Tunisia judge orders opposition top official’s imprisonment

TUNIS, Tunisia (AP) — An anti-terrorism judge in Tunisia has ordered the imprisonment of former Prime Minister Ali Larayedh, vice-president of the popular Islamist opposition party Ennahdha, days after the country held a legislative election marked by a very low turnout.

The judge’s decision, announced on Monday, is linked to a case in which other Ennahdha officials are suspected of involving Tunisians who went to fight alongside extremists in Syria, according to Ines Harrath, a lawyer who has worked with a group of attorneys defending Larayedh.

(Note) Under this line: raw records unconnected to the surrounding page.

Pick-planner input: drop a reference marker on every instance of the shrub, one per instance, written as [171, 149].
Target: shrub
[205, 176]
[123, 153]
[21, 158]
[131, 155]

Ennahdha, which had the largest number of lawmakers in the previous parliament, denounced the move as a political attack and called for Larayedh to be freed.

The party said its vice-president was “deliberately targeted” in a “vain and flagrant attempt” by authorities and President Kais Saied to cover the “failure” of Saturday’s vote, which was the election’s first round of balloting.

Only 11.22% of Tunisian voters cast ballots, according to Farouk Bouaskar, president of Tunisia’s Election Authority. That is about 1 million voters out of over 9 million registered.

Bouaskar said 21 candidates were elected in the first round, while 133 candidates are qualified for the second round of voting scheduled for Jan. 19. Definitive results will be announced on March 3, he said.

Opposition parties, including the Salvation Front coalition that Ennahdha belongs to, boycotted the election, saying it was part of Saied’s efforts to consolidate power. The decision not to participate in the vote likely will lead to a new legislature that is subservient to the president, whom critics accuse of authoritarian drift.

In his first public comments on the election, Saied rejected criticism over the low turnout and accused opponents of trying to cast doubts on whether the new parliament would be representative of voters’ views.

He said the turnout “is not measured through the first round, but through both rounds” of voting, according to a statement Monday from the presidency.

Parliament last met in July 2021. Since then, Saied, who was elected in 2019 and still enjoys the backing of more than half of the electorate, has curbed the independence of the judiciary and weakened parliament’s powers.

In a July referendum, Tunisians approved a constitution that hands broad executive powers to the president. Saied, who spearheaded the project and wrote the text himself, made full use of the mandate in September, changing the electoral law to diminish the role of political parties.

Critics say the electoral law reforms have hit women particularly hard. Only 127 women were among the 1,055 candidates running in Saturday’s election.